Las Vegas Sands is a big casino operator that is currently having a tough year. This is nothing unusual, as most casino operators are in the same boat, especially the ones in Macau. However, Sands had a particularly bad month and saw a price stock drop of 14 percent.
This happened after the slowdown in the VIP gambling market from China, as well as a big lawsuit the operator is engaged in. This is the latest in the series of stock price retreats for many Macau and Las Vegas casinos. Now, Sheldon Adelson’s company stock got downgraded to Hold instead of the previous Buy designation. Analysts also believe that the company will continue to miss its quarterly goals.
This already occurred for the second-quarter goals and earning predictions are not good. Its EBITDA was well over $20 million short than the expected sum. The $2.14 billion in revenue is also 10 million short compared to the expectations.
The company is looking at a mixed picture when it comes to getting back into the green. In its Las Vegas properties, the non-gaming offer of retail centers, hotels, and convention should boost its revenue. These have performed well when it comes to offsetting the weak gambling market.

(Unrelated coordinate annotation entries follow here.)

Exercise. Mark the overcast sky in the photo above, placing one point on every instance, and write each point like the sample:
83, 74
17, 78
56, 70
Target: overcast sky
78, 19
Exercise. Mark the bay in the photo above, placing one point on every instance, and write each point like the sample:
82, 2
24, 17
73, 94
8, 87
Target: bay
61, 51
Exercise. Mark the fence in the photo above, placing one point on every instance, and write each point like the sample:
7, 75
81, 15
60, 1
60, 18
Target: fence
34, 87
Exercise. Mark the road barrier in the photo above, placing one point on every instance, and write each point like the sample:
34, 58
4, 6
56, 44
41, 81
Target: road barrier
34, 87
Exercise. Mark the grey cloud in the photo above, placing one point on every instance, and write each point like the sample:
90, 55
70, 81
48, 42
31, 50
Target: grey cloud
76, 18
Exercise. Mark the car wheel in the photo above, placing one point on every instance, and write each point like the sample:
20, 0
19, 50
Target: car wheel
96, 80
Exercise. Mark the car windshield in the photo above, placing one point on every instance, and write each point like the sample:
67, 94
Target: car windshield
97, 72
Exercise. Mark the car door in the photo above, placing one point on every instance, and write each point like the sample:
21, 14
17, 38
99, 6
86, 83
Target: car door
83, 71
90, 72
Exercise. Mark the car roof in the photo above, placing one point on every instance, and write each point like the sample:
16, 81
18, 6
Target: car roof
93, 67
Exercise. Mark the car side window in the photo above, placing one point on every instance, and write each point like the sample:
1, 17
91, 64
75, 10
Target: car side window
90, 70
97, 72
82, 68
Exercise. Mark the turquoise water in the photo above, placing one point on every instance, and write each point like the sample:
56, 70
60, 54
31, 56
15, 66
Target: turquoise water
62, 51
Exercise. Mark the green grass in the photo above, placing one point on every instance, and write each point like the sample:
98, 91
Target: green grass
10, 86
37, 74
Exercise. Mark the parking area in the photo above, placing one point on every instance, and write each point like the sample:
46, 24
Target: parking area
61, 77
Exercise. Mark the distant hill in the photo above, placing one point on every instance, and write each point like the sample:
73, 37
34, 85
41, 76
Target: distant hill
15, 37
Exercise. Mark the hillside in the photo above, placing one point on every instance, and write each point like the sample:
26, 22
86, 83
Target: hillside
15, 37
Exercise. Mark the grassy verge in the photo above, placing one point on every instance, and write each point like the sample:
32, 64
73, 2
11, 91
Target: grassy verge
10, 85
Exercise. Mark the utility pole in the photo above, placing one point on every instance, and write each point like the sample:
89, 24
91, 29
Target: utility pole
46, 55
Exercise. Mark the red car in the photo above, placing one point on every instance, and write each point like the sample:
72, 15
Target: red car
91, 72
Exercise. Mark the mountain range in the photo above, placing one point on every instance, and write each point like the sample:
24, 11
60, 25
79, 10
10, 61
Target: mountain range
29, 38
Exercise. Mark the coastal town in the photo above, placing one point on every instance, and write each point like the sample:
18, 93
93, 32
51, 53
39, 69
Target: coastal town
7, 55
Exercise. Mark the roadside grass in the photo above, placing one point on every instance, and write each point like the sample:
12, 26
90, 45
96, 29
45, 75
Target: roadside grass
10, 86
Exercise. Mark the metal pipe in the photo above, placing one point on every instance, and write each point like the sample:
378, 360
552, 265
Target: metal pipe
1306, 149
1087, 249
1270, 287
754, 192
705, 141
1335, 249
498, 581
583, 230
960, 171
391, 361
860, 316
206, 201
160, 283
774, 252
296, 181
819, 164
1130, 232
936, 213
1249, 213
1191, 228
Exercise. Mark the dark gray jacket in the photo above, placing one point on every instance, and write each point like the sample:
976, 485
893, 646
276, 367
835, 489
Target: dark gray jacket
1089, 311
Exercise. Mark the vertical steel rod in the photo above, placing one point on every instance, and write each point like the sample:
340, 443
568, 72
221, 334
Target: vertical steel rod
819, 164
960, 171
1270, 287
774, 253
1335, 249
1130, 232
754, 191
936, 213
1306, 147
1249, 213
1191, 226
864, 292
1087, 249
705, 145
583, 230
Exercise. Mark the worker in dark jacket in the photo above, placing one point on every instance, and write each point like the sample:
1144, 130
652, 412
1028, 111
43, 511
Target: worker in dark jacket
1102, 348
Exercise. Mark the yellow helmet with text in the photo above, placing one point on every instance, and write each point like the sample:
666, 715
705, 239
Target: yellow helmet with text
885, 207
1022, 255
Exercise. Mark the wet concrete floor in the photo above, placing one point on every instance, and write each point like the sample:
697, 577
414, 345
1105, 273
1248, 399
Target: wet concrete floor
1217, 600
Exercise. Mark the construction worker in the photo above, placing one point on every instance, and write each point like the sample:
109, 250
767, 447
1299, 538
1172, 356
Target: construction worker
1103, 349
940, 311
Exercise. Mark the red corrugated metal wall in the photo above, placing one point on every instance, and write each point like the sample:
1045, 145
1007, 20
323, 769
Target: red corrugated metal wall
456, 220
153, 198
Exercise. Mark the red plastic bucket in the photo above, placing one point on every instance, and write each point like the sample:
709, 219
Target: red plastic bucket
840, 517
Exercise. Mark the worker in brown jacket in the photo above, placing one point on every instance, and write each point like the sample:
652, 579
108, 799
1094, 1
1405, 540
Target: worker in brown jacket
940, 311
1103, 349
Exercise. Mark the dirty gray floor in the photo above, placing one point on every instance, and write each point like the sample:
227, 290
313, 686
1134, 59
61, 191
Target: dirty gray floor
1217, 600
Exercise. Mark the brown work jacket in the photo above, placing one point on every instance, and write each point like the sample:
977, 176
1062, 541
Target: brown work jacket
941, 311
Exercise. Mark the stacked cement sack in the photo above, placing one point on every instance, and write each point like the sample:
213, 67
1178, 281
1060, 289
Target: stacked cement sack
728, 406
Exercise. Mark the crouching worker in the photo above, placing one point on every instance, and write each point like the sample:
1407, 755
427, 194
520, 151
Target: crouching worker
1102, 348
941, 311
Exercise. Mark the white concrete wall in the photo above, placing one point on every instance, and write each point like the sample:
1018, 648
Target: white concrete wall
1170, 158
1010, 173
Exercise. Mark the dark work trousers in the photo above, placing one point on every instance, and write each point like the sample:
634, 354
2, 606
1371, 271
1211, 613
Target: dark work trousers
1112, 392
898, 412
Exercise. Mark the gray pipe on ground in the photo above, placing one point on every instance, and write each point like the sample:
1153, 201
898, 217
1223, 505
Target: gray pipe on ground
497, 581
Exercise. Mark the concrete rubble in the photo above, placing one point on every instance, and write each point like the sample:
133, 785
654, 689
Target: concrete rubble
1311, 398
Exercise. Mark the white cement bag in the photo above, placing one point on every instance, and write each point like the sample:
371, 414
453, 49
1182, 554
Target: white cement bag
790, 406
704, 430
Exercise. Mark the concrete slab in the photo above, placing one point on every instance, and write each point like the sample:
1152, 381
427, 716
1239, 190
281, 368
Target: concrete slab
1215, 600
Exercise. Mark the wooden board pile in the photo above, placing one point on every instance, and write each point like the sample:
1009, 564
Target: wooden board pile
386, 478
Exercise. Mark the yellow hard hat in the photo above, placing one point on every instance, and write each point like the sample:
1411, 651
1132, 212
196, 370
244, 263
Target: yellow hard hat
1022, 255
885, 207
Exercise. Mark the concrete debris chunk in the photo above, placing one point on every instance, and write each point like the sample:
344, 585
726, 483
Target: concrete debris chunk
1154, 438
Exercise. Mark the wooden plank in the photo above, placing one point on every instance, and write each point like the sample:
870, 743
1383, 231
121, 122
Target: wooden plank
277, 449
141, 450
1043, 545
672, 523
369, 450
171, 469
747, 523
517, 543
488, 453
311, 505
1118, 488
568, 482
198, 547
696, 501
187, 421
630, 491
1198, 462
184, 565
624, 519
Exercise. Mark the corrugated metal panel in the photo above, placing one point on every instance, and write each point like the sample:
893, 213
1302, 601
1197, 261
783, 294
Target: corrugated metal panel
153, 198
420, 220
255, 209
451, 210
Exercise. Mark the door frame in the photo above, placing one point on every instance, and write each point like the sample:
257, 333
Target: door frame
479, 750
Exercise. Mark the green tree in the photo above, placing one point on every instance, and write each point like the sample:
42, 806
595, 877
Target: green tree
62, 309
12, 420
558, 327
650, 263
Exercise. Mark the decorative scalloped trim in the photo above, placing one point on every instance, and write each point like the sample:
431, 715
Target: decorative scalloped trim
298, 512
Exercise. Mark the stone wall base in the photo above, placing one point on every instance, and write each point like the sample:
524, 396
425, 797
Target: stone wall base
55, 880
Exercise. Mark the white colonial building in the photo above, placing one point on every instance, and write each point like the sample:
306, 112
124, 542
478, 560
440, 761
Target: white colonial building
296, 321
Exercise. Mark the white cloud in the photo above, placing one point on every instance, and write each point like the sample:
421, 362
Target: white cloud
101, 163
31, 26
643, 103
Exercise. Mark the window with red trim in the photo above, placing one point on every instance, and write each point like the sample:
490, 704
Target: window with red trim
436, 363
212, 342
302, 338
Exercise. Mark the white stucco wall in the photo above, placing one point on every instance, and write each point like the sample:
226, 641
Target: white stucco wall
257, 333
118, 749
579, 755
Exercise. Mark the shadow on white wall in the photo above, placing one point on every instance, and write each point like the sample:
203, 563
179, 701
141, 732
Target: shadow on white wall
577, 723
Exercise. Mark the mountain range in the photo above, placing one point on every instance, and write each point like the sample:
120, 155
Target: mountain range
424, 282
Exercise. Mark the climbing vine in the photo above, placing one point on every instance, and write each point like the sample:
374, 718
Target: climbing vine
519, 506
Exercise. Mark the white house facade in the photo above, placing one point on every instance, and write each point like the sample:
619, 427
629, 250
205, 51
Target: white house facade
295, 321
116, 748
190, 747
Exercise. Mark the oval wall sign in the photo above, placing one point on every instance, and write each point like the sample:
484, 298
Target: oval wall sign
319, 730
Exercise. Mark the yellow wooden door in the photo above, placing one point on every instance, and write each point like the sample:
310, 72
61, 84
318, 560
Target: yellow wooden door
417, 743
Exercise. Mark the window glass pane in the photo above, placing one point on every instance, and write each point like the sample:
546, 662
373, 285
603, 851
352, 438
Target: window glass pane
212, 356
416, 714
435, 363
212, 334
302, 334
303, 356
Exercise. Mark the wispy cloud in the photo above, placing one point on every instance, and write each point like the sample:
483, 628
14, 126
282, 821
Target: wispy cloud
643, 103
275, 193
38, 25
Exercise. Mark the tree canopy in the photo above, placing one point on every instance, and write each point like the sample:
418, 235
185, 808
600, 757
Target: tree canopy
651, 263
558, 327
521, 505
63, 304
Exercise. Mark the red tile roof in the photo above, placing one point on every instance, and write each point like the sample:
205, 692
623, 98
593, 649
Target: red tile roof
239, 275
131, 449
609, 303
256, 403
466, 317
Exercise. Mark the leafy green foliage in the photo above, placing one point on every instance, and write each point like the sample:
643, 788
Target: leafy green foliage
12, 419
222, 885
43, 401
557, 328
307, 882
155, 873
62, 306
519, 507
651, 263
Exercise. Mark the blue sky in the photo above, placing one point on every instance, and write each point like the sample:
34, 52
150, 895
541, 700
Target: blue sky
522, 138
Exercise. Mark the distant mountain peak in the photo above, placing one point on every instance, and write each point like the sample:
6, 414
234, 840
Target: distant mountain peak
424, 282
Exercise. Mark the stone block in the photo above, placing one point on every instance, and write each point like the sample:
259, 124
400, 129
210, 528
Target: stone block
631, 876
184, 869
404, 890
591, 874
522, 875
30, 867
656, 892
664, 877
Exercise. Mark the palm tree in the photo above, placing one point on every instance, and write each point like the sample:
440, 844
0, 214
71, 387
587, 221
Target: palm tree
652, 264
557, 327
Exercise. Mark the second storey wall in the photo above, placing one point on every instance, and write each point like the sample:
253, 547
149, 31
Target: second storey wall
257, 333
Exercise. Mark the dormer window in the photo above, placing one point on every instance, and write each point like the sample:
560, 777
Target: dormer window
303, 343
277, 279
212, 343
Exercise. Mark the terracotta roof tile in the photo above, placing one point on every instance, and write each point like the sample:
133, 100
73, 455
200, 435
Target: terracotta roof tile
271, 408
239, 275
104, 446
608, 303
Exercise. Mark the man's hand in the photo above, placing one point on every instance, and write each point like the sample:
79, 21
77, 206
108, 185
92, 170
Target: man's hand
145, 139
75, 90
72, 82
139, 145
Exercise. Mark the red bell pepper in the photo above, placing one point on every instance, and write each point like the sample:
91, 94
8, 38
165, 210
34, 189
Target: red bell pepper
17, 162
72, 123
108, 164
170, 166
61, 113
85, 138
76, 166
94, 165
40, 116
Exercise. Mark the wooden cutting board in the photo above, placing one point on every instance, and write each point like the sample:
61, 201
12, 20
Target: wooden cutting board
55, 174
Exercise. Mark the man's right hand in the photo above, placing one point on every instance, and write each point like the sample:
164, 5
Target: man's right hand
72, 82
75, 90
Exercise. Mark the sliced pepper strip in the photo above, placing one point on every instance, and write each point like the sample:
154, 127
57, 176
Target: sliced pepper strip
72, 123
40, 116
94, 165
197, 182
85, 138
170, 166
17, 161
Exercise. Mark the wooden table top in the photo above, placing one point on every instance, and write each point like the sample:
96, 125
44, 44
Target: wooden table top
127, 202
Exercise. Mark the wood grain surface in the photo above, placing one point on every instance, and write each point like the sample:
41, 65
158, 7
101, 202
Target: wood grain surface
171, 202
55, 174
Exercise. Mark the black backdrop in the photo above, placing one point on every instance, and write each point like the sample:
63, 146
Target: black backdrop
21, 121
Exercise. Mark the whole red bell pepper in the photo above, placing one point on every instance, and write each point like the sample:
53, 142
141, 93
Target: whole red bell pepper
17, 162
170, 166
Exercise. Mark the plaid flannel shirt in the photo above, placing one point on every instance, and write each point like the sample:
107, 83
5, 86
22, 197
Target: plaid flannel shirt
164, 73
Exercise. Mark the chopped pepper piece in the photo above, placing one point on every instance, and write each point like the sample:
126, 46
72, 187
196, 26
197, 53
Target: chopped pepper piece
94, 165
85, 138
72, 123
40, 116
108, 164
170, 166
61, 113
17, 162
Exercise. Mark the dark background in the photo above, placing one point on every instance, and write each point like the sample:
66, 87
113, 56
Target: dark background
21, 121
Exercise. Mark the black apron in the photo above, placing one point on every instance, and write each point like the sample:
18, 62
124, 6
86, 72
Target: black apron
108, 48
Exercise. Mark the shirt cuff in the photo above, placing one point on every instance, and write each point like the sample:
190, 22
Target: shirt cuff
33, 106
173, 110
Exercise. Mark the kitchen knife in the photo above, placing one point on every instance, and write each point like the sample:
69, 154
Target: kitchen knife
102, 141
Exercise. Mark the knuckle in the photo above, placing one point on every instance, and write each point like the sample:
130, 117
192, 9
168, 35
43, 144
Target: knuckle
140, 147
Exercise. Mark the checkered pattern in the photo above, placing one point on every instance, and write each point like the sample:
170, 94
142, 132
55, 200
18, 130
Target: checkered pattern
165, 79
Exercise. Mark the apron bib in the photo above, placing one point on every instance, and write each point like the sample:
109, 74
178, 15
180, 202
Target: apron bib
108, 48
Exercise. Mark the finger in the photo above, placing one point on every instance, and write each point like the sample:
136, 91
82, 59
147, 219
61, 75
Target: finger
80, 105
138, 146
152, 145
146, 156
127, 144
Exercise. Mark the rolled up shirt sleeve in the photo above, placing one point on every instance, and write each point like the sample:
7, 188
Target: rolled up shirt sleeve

At the same time, Las Vegas Sands is certain that they will see even less wealthy high rollers from China traveling to Macau. As the pressure on the economy in mainland continues and Beijing is not able to quell fears, the VIP market will steer clear of casinos. All of this is a big problem for the Macau side of the Sands operation.
Here, the operator invested a lot of money, time and resources to build up its offer. Now, the investment is clearly not paying off and what is even worse, it is slinking towards even weaker performances. With a range of facilities it has in the enclave, Sands doesn’t even have an easy scaling-down process at its disposal.
The impact on the company’s share price was inevitable. The analysts are not unanimous where this will go in the future, but most agree that Sands desperately needs to see rising revenue in Macau. For this to happen, the Trade war needs to get a quick and effective resolution. Otherwise, the Las Vegas Sands facilities in Macau have to brace for even stormier seas, just like its stock.